Thousands of bars forced to close after massive virus outbreaks swept across the U.S. this summer could be starting to see an end in sight as cases drop off and the political will for continuing lockdowns fades.

“Our governor waved the magic wand, put us out of business and offered us nothing,” said Brightwell, whose Dallas bar typically employs around 50 people. He says his industry has been scapegoated.

Bars remain under full closure orders in more than a half-dozen states, including hard-hit ones like Texas.  As a result, hundreds of bar owners in Texas have now ramped up kitchens in order to legally operate as restaurants.

In Texas, where three in four of the state’s 13,400 deaths blamed on Covid-19 have occurred since July, the infection rate has now dipped below the 10% positivity rate that Republican Gov. Greg Abbott had set as one criteria for letting bars back in business.

He has teased that an another announcement about next steps in re-opening could come as early as this week, which won't come soon enough for the right wing of his party, which for months has blasted him over the lockdowns and a statewide mask mandate.

The decision is dicey for the governor who, pressure from bar owners aside, has faced less blowback from keeping bars shut than other sectors. Polls show about half of Americans favored requiring bars and restaurants to close when cases surged, and experts say the high risks of bars are by now proven — the combination of cozy spaces, loud music forcing people to lean in close and rounds of drinks relaxing even the best intentions to social distance.

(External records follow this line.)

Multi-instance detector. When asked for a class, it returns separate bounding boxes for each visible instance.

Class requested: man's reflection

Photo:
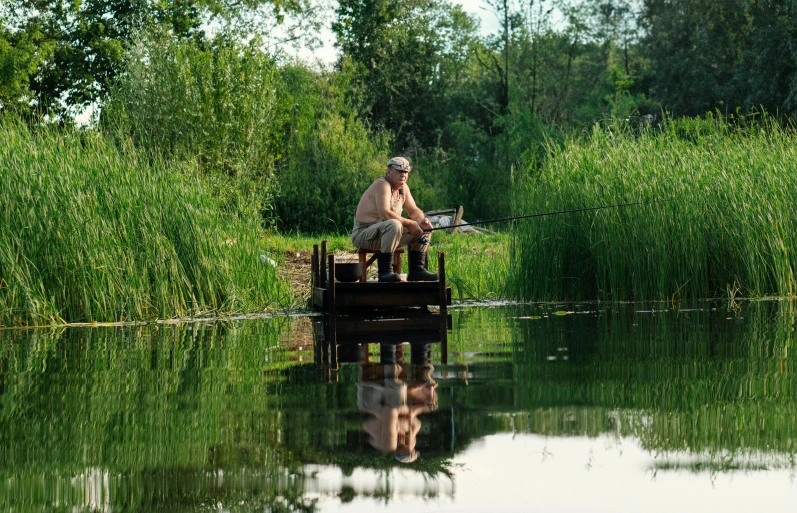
[357,344,437,463]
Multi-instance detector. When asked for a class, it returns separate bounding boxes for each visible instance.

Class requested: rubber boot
[407,251,437,281]
[376,253,401,283]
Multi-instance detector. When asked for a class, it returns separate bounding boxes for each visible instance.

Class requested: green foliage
[511,117,797,301]
[276,113,387,233]
[5,0,308,115]
[0,119,284,325]
[103,32,285,223]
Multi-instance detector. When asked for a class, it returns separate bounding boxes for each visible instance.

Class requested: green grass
[509,118,797,300]
[0,119,289,325]
[267,230,512,300]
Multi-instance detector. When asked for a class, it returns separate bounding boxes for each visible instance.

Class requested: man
[351,157,437,282]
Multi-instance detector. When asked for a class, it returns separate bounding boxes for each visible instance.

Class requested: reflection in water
[357,344,437,463]
[0,301,797,512]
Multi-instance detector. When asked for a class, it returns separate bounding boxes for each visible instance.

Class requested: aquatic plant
[510,116,797,300]
[0,119,285,325]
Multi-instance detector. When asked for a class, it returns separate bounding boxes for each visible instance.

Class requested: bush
[102,32,285,224]
[506,117,797,300]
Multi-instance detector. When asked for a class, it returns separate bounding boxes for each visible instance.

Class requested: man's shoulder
[368,178,390,191]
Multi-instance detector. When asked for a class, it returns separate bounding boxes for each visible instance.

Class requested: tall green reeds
[511,117,797,300]
[0,119,281,325]
[102,31,287,220]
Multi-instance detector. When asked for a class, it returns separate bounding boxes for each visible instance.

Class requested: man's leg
[399,232,438,281]
[351,219,403,282]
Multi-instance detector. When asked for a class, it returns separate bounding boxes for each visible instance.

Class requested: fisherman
[351,157,437,282]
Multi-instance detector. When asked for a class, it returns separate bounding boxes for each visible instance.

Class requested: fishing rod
[419,198,669,239]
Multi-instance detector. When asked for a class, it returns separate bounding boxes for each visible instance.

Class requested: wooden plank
[313,287,327,310]
[338,315,446,335]
[310,244,321,290]
[320,240,326,288]
[434,251,450,315]
[335,281,438,294]
[335,284,440,309]
[327,255,337,333]
[451,205,464,233]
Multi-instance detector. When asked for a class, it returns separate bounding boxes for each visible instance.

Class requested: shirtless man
[351,157,437,282]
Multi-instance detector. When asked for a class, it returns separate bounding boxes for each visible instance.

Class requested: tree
[332,0,476,150]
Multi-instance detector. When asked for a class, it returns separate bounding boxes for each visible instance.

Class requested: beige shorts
[351,219,432,253]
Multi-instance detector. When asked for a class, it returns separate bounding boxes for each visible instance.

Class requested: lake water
[0,301,797,513]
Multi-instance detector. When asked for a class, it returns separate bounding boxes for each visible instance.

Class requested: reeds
[0,119,281,325]
[510,117,797,300]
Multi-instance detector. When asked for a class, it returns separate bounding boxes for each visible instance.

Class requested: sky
[284,0,498,66]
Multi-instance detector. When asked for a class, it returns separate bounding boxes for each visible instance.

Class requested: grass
[0,119,289,325]
[508,117,797,301]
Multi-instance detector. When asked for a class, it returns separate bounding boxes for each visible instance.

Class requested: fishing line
[418,199,670,244]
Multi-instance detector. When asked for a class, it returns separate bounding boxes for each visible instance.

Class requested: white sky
[298,433,797,513]
[284,0,498,66]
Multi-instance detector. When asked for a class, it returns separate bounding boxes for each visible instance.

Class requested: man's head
[385,157,412,186]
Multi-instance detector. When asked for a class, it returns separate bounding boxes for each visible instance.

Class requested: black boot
[376,253,401,283]
[407,250,437,281]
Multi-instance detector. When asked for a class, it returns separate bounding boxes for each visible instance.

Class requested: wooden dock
[311,241,451,368]
[311,241,451,317]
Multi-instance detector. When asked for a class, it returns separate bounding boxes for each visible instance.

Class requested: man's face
[387,166,410,185]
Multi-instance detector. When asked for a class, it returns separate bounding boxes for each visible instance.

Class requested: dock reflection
[313,311,451,463]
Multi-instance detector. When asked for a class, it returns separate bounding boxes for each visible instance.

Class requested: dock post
[437,251,448,365]
[324,254,338,369]
[310,244,321,290]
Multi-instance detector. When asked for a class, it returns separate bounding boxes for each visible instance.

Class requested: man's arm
[374,180,423,237]
[404,185,432,230]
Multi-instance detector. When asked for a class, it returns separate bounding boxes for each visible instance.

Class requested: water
[0,301,797,512]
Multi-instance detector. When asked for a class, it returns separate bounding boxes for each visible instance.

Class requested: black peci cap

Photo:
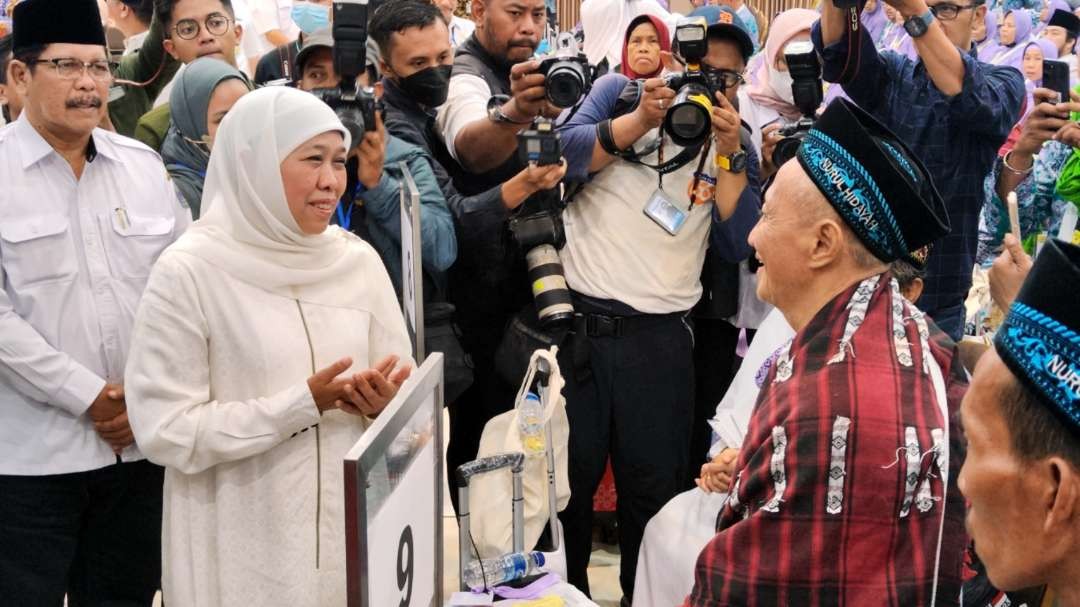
[796,98,949,262]
[12,0,106,54]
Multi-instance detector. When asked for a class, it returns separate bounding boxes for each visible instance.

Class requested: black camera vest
[446,35,525,195]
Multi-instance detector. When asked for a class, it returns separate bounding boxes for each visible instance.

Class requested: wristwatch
[487,95,532,124]
[716,150,746,173]
[904,9,934,38]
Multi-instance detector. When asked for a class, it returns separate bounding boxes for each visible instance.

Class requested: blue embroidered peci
[798,130,910,259]
[996,301,1080,427]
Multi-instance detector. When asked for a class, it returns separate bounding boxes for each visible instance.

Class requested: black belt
[572,293,686,338]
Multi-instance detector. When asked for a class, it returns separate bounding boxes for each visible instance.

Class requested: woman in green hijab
[161,57,251,219]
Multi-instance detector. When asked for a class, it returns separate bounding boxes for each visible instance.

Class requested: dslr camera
[772,40,825,168]
[311,0,379,146]
[538,32,593,108]
[510,119,573,329]
[663,17,716,148]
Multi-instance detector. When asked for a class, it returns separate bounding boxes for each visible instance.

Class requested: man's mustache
[64,97,102,109]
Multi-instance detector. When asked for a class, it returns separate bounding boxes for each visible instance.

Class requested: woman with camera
[739,9,821,177]
[125,87,411,607]
[619,15,672,80]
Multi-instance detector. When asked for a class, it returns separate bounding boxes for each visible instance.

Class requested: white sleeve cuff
[52,364,106,417]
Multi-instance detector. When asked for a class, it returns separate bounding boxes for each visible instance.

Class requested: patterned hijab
[161,57,247,219]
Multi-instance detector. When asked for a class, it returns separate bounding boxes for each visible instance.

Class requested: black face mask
[400,65,454,108]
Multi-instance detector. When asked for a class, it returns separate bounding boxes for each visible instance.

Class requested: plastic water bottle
[464,552,544,589]
[517,392,546,457]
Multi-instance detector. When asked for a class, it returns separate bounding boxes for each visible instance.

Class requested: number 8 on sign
[397,525,413,607]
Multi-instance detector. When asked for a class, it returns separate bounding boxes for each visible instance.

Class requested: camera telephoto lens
[546,62,585,108]
[525,244,573,328]
[664,84,713,147]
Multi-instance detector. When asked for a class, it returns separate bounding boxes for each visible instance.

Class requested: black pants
[446,319,518,512]
[559,302,693,597]
[0,461,164,607]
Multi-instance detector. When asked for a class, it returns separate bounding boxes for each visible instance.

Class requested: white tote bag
[469,347,570,558]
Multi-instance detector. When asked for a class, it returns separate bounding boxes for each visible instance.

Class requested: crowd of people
[0,0,1080,607]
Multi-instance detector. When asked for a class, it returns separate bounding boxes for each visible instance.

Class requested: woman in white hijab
[125,87,411,607]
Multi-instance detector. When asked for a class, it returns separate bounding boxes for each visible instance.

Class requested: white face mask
[769,69,795,106]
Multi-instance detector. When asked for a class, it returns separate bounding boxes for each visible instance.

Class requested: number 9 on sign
[397,525,413,607]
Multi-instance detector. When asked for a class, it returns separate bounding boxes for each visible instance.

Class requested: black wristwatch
[716,150,746,173]
[487,95,532,125]
[904,9,934,38]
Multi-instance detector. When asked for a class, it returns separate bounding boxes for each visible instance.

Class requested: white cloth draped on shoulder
[125,89,411,607]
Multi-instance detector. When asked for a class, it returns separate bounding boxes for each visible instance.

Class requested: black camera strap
[839,1,866,84]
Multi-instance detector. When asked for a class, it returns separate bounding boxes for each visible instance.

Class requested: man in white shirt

Videos of crowded clubs have made bars avatars of rowdy rule-breakers, the ones ruining a return to normal for the rest of us.

“It’s way too soon. And it’s going to be too soon until we have a vaccine,” said Esmeralda Guajardo, the public health administrator in Cameron County on the Texas border, where hard-partying booze cruises on South Padre Island this summer drew fury from local officials.

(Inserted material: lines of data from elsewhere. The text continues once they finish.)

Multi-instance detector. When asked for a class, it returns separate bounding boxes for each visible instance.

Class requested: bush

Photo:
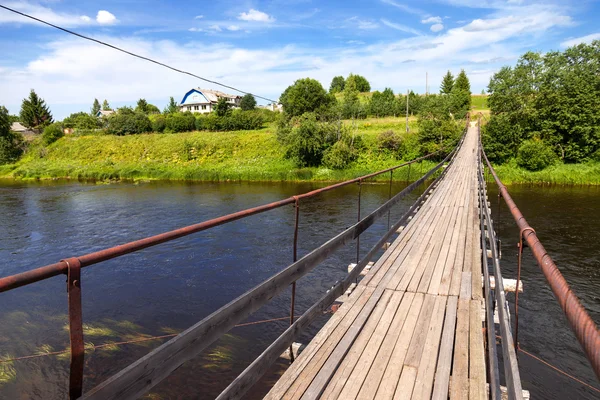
[106,108,152,135]
[165,112,196,133]
[323,140,358,169]
[0,132,23,165]
[149,114,167,133]
[517,140,558,171]
[277,113,337,168]
[42,122,65,145]
[377,129,404,155]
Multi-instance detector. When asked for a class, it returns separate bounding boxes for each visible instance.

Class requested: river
[0,182,600,399]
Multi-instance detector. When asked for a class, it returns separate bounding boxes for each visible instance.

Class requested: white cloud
[381,19,421,35]
[238,8,275,22]
[560,32,600,47]
[0,1,92,28]
[381,0,425,15]
[421,17,442,24]
[96,10,117,25]
[0,4,576,118]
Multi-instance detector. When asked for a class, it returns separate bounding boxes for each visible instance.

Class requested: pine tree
[440,71,454,94]
[20,89,52,132]
[453,69,471,96]
[90,99,100,117]
[450,69,471,118]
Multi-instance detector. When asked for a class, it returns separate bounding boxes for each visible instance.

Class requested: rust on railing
[481,146,600,379]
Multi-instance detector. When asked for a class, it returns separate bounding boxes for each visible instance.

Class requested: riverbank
[0,117,600,185]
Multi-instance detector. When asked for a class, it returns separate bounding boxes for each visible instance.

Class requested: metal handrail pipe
[0,151,439,293]
[481,146,600,379]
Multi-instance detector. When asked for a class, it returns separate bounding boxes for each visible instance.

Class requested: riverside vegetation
[0,42,600,184]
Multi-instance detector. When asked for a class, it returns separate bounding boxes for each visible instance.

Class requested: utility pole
[406,89,408,133]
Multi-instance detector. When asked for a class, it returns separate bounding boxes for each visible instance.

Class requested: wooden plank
[469,300,487,400]
[335,292,403,399]
[283,288,384,399]
[375,293,425,400]
[450,299,469,399]
[412,296,447,399]
[404,294,436,368]
[431,296,458,400]
[394,365,417,400]
[265,286,375,399]
[357,292,415,400]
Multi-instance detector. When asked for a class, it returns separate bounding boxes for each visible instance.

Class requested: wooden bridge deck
[266,123,487,399]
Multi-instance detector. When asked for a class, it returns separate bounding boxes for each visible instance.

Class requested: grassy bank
[494,161,600,185]
[0,117,600,185]
[0,118,431,181]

Mark McClellan, former head of the Food and Drug Administration who has been advising Abbott on Texas’ reopening, said the first reopening of bars in Texas was too soon but can see a case for waiting for a vaccine as too long.

“This is part of our economy and there are jobs at stake," he said. “It's hard to reopen dance clubs and night clubs for similar kinds of reasons. If we're going to try it, we need to learn what went wrong from the June reopening."

McClellan said more enforcement of rules at bars is one step. Last month, some Texas bars hired a lobbying group and pledged to screen the temperature of every patron at the door, a step that would go father than restaurants.

“I've been to restaurants and seen my customers," said Greg Barrineau, who runs two bars in San Antonio called Drink Texas. “They haven't stopped drinking."